‘Unorthodox’ Star Shira Haas on Prepping for Her Role: ‘I Went to Sleep With Yiddish and I Woke Up With Yiddish’
The four-part Netflix series Unorthodox recently premiered on the streaming platform. It’s a powerful–and empowering–story about a young woman named Esty. The actress who plays her, Shira Haas, says preparation for this role required a lot of time and effort. Most specifically–with the language. The Israeli actress recently shared all that went into her lead role in Unorthodox.
The cast of the Netflix series ‘Unorthodox’ is led by Israeli actress Shira Haas
IndieWire‘s Jude Dry recently spoke to Haas in a phone interview. As the publication reported, Unorthodox is “based on the eponymous memoir by Deborah Feldman.” The Netflix series flips between scenes from Esty’s childhood in Williamsburg, Brooklyn, and her present-day life in Berlin, Germany.
“Esty is part of a specific Hasidic sect called the Satmar Jews, who are descendants from a small Hungarian village almost entirely wiped out in the Holocaust,” Dry wrote of the protagonist in Unorthodox. Esty’s is a very insular community, not often represented in mainstream media. Haas, being from Israel, “was more familiar with ultra-orthodox Judaism than the average person.” Still, she told IndieWire the role required a ton of research.
“Her previous work in the Israeli series Shtisel, also on Netflix, helped less than you might think, as the communities are very different,” Dry wrote of Haas’s former role.
What research did Haas have to do to play main character, Esty Shapiro?
The Unorthodox star shared in the phone interview that she read Feldman’s memoir, and watched videos online to aid with her understand of the language and culture. Haas said:
It did require me to do a lot of research, which included, of course, reading the book a few times, but also the internet and seeing a lot of interviews and lectures and reading about the rituals, which are very different.

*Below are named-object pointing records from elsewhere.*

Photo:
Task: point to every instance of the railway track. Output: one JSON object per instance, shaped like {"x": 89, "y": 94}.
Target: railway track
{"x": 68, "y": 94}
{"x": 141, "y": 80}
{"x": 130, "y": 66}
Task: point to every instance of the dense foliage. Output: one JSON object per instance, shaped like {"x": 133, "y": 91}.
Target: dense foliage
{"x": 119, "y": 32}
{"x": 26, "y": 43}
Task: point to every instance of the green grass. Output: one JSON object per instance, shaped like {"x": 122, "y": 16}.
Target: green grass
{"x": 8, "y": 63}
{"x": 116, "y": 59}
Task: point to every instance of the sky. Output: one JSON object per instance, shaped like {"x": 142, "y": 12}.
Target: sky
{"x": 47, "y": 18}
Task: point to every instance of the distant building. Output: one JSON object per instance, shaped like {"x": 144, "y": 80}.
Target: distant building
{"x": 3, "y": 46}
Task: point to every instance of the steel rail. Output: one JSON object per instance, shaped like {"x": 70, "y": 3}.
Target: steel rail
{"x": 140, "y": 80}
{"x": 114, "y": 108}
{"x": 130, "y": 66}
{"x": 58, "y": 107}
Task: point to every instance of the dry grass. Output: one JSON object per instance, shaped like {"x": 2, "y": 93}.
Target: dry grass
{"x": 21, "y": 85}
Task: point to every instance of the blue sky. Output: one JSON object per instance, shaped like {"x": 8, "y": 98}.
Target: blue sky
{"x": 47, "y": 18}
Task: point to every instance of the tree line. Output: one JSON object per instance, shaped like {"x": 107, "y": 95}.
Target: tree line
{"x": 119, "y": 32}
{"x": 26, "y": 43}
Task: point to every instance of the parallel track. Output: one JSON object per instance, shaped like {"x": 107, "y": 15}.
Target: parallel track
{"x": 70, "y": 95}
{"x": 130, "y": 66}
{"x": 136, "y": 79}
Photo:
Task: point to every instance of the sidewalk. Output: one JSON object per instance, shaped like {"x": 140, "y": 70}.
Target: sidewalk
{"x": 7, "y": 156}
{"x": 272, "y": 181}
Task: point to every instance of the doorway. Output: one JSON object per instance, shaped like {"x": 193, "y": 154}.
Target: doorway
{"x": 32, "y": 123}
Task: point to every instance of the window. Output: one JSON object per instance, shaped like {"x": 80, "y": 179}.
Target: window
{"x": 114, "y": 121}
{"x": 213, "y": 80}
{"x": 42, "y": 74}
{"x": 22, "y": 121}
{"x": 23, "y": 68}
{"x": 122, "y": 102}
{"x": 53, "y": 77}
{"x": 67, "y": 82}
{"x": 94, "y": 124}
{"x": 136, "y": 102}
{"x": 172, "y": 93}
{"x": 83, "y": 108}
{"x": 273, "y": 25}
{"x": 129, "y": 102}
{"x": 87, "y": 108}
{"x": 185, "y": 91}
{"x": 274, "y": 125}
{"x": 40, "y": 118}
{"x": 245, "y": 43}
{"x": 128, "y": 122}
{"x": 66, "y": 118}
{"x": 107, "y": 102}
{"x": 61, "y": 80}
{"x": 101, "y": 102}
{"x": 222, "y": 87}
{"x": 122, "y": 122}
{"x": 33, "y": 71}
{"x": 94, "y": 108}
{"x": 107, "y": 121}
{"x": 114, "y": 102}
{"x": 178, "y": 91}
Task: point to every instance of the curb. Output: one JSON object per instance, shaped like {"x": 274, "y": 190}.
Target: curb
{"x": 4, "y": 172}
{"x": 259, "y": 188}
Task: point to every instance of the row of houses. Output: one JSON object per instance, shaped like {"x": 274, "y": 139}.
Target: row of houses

But perhaps the biggest obstacle was the language barrier. The Satmar Jews in Williamsburg speak a very particular form of Yiddish.
As a result, Haas “arrived in Berlin two months before filming began in order to study Yiddish with the show’s religious consultant, Eli Rosen.”
The co-creators said in the Netflix short Making Unorthodox that Rosen served as a sort of “spirit guide” for the TV series.
“I went to sleep with Yiddish and I woke up with Yiddish,” Haas told IndieWire. She also expanded on her time with Rosen: “We spent hours every day. I recorded him and I watched videos and I wrote it on the page.”
Why was getting the Yiddish correct so significant to Haas? As she explained:
It was so important to me to know my lines well and to know what I was saying, so that when I came to set I wouldn’t have to think about it, so I would be able to actually be in the scene. It was a major part of preparing for the role.
‘Unorthodox’ creators decided to hire Jewish people on both sides of the camera
Anna Winger served as one of the executive producers on Unorthodox. As Variety recently reported:
Winger and German co-writer Alexa Karolinski, who are both Jewish, sought to involve Jewish talent in front and behind the camera for a number of reasons.
Winger shared one reason with Variety: “in part because of the language.”
“We wanted people who either spoke Yiddish or had a familiarity with it, had a feeling for the language,” Winger continued. “If your grandparents spoke it, then you have a feeling for it.”
The Unorthodox co-creator also discussed with the publication what it meant to be “producing this in Germany.” Winger explained: “there have been many films and TV projects that have been made here about Jewish history where nobody on either side of the camera was Jewish.”
Therefore, Winger and Karolinski made it a point to hire Jewish cast and crew for Unorthodox.